Paul Ronzheimer, Kriegsreporter und sicherlich auch immer noch on board der Chefredaktion der Bild-Zeitung, natürlich auch namensgebender Podcaster des überaus erfolgreichen Podcasts Ronzheimer
Joachim Gern, Fotograf (nicht angesprochen)
Herr Müller, in Hamburg stadtbekannter, stets weißbejackter, schockierend geistescharfer Bartender im Hotel Vier Jahreszeiten, Hamburg, mit Freude an, für Bartender natürlich total verbotenen politischen Diskussionen (erkannte ihn ganz aus der Ferne am durchsichtigen Bill-Blass-Brillengestell im Parkett, leider auch nicht gesprochen, er war zu weit weg)
Daniela Katzenberger, Trash-Ikone und ihr Immer-wieder-und-immer-noch-Mann Lucas Cordalis (ausführlich unterhalten, ich soll schön grüßen, es geht ihr gut, Lucas war leider die ganze Zeit am Handy, schade, schade)
Antonia Baum, Mega-Autorin, unter anderem Die Zeit Feuilleton (ich zu ihr: „So schön, dich zu sehen, ich bin heute extra wegen des Konzerts reingekommen“, sie, wie immer ziemlich lustig, auch schlagfertig: „Ah ja, gleich reingekommen, ja?“)
Evelyn Roll, die Grande Dame der Süddeutschen (darf man das so sagen?, sorry, sorry), immer auch Merkel-Biografin, mit ihrer blonden Passage im vielen, dunklen Haar stets gut auf die Ferne zu erkennen, wie immer war es ein sehr gekonnt beiläufiger Auftritt  („Ich weiß ja schon wieder alles, du bist jetzt mit einer ganz tollen Frau in Zürich zusammen, das hat mir die Dings erzählt, ich weiß, ich weiß, so toll, ich freue mich, it will last, mein Lieber, it will last“). 

Igor spielte, für mich überraschend, nach der Chromatischen Fantasie und d-Moll-Fuge von Bach dann doch nicht die C-Dur-Fantasie von Schumann (hatte mich sehr drauf gefreut), sondern die Brahms-Balladen.

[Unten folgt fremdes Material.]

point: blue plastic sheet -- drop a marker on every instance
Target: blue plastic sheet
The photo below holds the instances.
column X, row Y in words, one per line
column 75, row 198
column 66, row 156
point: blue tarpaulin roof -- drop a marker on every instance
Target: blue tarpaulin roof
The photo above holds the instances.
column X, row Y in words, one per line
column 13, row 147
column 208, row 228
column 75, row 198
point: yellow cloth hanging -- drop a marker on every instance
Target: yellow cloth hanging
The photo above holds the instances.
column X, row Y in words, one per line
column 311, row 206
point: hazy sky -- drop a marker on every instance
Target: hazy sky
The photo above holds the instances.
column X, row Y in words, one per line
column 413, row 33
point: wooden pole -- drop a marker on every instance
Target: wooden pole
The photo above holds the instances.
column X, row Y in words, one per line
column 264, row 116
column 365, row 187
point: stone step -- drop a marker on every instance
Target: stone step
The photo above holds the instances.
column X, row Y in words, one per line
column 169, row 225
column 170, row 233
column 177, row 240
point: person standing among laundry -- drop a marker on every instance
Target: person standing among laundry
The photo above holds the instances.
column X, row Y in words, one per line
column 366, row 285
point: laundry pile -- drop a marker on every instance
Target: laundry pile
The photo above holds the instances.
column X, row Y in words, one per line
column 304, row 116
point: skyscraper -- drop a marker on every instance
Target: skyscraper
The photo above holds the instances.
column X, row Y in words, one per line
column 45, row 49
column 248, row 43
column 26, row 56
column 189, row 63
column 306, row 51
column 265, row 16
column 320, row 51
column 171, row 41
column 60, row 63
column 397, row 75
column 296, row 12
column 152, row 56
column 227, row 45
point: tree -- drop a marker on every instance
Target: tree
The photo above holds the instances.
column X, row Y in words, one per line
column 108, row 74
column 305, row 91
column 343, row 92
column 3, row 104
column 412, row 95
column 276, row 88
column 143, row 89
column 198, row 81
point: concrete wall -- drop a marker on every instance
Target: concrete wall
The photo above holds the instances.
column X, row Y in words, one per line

War dann letztlich doch nicht so überraschend, wie ich später herausfand, es stand ja genau so im Programm. Ich habe nie — nie — einen so tosenden Applaus für einen Pianisten erlebt, und ich komme hier, in Deutschlands sicherlich schönsten Konzertsaal, seit meinem etwa siebten Lebensjahr immer wieder hin. Das Publikum rauschte nach vorne, es war richtig Druck auf dem Kessel (nach dem vierten Satz des Liszt‘schen Transkription von Beethovens Siebter, die Igor mit dem ganzen Körper förmlich rausgebrettert hatte). Und Igor, der Pianist, auf den sich gerade alle einigen können, schien beim tosenden Applaus, der von oben, unten, von hinten, von vorne und von allen Seiten kam, mit seinem ganzen Körper zu sagen: Ja, klatscht. Brüllte mich an. Ich finde auch: Das war heute sehr gut.  

Beim Drink im Grill mit dem einladenden Onkel saß dann, an Bartisch Nummer drei, gemeinsam mit Igor und unserem Freund Paul, der wirklich immer besser aussehende, enorm madmanige Springer-Inhaber und -Vorstandsvorsitzende Mathias Döpfner (wie sagt man da? Ach so, stimmt ja: „Guten Abend“). 

Was ist morgen? Halloween? Entschuldigung, aber darunter kann ich mir gar nichts vorstellen. Ich bin Zentraleuropäer, im Jahr 1970 geboren, in den letzten zirka 15 Jahren habe ich geistig leider stark abgebaut (sorry, sorry, Riesenthema #Älterwerden).

Morgen außerdem, um 13 Uhr: zweite Besprechung zur Forsteinrichtung, die noch in diesem Herbst angegangen werden soll. Waldinventur. Errechnung des Hiebsatzes, der dann für die nächsten zehn Jahre gilt. 

Noch zwei Sätze dazu, was es praktisch immer ZU BEDEUTEN hat, wenn hier tagelang kein Text erscheint: It is love. Sorry, Freunde, aber exakt das ist es. Vollkommenes Aus, totaler time out, Zeitkapsel, totale Gnade. Alles klar, Leude, dann wissen wir das jetzt auch. Es gibt tatsächlich nichts zu melden, nichts rauszuhauen, nichts klarzustellen, wenn das Liebesding im Kopf ist, im Körper, in da house. Habt Geduld mit mir, Leude, Danke, Danke. Morgen mehr.